Friday, October 13, 2006

Writing: The Knuckleball

Based on a quick discussion among writers -- what's your knuckleball? The little trick you use that seems to have made life easier, smoothes your process, but as far as you know isn't widespread.

For me, it's The Overwrite. For a long time, I outlined in a two column system on yellow pads. I still do, when roughing the ideas out and brainstorming.

But when I have something approaching a movie or episodic plot and is time to get down to the beat sheet, I fire up the screenwriting software and type the numbered beats (each no more than a sentence or two each, usually) directly into the blank script. Separating the four segments of the movie, or 8 sequences depending if The Monarch swings that way, and renumbering each cleanly.

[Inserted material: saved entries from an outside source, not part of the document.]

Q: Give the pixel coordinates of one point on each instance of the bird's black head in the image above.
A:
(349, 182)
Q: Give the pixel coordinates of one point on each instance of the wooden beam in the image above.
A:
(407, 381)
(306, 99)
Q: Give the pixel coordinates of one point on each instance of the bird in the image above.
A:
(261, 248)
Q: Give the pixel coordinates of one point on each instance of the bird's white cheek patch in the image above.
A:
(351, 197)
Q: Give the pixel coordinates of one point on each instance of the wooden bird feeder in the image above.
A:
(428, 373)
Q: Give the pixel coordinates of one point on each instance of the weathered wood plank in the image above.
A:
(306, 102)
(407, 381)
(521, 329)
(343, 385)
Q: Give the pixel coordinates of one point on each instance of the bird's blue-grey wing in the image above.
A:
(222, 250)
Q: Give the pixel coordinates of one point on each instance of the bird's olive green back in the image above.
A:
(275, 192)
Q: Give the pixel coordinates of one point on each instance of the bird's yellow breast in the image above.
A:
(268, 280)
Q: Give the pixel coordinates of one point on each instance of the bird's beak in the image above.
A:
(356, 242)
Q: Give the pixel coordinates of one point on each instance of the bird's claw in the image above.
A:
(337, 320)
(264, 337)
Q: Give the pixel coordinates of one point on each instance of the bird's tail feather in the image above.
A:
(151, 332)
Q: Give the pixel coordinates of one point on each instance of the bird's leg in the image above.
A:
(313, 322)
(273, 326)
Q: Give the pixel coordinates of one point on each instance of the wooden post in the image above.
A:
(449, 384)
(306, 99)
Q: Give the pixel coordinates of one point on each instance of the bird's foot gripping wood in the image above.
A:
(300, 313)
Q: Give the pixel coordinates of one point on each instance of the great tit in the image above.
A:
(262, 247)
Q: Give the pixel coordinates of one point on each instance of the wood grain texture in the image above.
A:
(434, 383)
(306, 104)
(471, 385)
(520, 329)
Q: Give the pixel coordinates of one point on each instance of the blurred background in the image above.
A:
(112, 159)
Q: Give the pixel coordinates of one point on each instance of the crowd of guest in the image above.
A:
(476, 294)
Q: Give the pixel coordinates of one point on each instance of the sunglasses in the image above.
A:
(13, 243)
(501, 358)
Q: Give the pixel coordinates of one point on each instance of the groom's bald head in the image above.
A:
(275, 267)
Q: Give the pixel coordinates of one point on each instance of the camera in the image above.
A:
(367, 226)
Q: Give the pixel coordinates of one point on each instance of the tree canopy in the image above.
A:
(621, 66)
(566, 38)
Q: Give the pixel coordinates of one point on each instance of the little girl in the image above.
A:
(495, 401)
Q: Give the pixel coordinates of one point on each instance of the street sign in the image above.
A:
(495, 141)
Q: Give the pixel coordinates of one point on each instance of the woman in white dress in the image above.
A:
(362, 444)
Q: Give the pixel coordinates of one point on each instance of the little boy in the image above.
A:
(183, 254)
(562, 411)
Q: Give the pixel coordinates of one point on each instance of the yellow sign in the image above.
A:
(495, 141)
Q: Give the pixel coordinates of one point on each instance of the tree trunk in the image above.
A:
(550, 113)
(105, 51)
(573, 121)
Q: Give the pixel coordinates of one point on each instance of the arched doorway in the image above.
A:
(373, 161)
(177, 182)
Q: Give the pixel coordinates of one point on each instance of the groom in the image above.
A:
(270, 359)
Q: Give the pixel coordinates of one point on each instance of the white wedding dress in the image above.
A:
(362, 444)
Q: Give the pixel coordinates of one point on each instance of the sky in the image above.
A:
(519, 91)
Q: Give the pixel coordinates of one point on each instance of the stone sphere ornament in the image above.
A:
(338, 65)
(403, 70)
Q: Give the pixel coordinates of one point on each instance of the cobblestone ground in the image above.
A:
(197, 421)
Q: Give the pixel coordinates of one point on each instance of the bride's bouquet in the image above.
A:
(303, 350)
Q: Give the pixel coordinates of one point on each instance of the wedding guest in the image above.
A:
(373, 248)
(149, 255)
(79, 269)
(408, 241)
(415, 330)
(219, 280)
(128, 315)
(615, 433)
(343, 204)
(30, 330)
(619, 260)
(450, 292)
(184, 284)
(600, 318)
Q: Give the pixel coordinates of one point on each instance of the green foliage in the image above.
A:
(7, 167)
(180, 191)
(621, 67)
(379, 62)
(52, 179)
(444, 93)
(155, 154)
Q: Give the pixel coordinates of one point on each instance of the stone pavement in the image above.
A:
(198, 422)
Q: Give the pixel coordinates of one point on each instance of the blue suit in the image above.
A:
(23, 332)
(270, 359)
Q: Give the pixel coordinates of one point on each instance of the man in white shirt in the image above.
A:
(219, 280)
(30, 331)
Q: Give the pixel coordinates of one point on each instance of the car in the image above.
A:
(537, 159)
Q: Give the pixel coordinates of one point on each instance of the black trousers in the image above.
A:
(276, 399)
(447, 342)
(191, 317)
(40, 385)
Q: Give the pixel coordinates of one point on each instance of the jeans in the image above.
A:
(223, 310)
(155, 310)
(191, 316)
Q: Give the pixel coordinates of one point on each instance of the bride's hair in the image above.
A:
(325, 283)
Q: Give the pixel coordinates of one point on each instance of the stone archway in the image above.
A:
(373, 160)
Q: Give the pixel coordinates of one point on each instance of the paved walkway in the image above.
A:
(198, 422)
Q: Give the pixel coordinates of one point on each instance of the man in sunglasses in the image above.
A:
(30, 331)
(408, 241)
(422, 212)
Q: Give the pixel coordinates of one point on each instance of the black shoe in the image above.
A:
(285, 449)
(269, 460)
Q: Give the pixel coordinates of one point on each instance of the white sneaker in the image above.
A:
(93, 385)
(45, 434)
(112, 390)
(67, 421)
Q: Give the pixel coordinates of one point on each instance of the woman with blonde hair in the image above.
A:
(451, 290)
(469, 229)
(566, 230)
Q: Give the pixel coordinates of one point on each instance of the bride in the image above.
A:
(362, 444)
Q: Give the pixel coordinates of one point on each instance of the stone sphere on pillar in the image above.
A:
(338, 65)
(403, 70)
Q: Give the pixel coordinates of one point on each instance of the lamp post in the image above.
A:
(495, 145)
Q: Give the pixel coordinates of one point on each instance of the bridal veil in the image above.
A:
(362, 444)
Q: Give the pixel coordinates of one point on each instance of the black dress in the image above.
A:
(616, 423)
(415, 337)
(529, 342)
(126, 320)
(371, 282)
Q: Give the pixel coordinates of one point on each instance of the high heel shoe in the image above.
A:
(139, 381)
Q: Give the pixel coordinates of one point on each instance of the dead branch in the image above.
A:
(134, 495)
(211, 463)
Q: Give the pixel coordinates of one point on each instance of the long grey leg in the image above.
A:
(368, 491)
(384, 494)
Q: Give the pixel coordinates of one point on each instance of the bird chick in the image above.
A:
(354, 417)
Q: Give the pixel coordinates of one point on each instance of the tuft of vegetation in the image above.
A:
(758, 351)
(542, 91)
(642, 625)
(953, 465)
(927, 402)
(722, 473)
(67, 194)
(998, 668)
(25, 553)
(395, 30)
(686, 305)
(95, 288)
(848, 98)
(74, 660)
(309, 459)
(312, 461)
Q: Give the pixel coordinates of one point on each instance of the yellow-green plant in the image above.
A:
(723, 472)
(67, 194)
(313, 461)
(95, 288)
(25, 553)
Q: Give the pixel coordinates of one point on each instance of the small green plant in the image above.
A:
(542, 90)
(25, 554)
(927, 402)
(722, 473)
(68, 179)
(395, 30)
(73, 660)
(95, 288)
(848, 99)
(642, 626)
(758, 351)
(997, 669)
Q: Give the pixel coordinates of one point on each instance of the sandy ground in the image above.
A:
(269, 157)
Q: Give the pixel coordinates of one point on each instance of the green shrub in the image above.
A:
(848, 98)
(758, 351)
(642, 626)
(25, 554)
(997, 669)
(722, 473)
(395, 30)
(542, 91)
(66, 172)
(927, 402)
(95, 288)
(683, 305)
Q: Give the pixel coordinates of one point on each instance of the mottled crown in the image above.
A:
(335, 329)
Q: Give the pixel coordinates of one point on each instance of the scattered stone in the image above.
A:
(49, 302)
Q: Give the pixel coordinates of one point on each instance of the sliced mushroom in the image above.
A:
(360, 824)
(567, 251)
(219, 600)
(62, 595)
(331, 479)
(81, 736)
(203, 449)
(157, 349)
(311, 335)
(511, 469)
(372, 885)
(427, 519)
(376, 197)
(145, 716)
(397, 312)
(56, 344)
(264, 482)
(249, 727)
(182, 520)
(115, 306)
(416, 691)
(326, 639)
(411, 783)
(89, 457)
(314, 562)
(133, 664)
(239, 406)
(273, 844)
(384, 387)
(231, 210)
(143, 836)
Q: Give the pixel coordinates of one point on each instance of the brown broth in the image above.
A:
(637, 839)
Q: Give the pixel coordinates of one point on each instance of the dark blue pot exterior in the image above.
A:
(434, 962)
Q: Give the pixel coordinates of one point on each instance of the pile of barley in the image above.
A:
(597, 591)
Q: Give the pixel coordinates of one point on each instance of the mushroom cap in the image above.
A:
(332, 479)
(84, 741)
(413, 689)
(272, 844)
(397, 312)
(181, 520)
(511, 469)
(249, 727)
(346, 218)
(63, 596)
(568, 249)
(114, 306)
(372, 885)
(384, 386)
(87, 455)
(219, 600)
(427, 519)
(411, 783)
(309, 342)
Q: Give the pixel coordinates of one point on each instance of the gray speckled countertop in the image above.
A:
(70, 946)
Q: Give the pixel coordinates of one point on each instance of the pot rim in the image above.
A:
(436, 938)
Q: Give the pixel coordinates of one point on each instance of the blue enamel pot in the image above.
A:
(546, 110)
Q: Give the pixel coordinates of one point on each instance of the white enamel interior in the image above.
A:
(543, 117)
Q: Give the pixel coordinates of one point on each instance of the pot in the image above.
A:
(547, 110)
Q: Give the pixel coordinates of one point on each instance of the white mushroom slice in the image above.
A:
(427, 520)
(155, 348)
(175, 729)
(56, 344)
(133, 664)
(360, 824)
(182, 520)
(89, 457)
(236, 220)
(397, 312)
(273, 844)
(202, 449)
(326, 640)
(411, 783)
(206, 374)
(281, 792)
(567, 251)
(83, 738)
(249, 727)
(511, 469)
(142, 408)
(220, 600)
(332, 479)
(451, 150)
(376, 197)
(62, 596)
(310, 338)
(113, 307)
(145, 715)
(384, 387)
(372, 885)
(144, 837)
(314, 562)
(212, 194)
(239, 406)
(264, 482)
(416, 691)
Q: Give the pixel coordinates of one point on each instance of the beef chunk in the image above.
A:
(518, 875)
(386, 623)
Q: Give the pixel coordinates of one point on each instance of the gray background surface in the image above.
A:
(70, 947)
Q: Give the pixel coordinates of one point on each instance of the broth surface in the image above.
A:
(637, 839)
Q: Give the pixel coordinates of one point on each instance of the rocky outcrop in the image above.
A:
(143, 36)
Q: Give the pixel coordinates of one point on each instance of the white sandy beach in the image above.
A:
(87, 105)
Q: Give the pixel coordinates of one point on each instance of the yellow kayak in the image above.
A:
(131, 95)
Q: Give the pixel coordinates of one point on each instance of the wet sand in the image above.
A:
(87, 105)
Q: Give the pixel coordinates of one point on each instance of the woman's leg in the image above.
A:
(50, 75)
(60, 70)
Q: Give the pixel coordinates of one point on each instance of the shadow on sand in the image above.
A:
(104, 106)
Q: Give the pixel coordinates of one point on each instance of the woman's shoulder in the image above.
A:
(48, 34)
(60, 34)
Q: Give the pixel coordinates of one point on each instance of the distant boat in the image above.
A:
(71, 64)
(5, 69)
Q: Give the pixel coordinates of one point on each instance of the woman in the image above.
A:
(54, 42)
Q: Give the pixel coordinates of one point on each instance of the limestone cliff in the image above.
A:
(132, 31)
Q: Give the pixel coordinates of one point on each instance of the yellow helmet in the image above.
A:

Then, I overwrite the beat sheet. As the script progresses and real scenes get written, the document transforms into a Frankenstein hybrid of script and outline. But ... for whatever reason, this is a powerful psychological tool for me; I never write a script into the vast void of the blank page, rarely face the grind of that mocking drop-off. I'm just detailing out the movie as it already exists in rough form, the physicality of the single combined document somehow making a subtle, purely arbitrary difference from a blank script screen to the right of me and a scrawled outline to the left.

Your mileage may vary. In the Comments, please, your knuckleballs.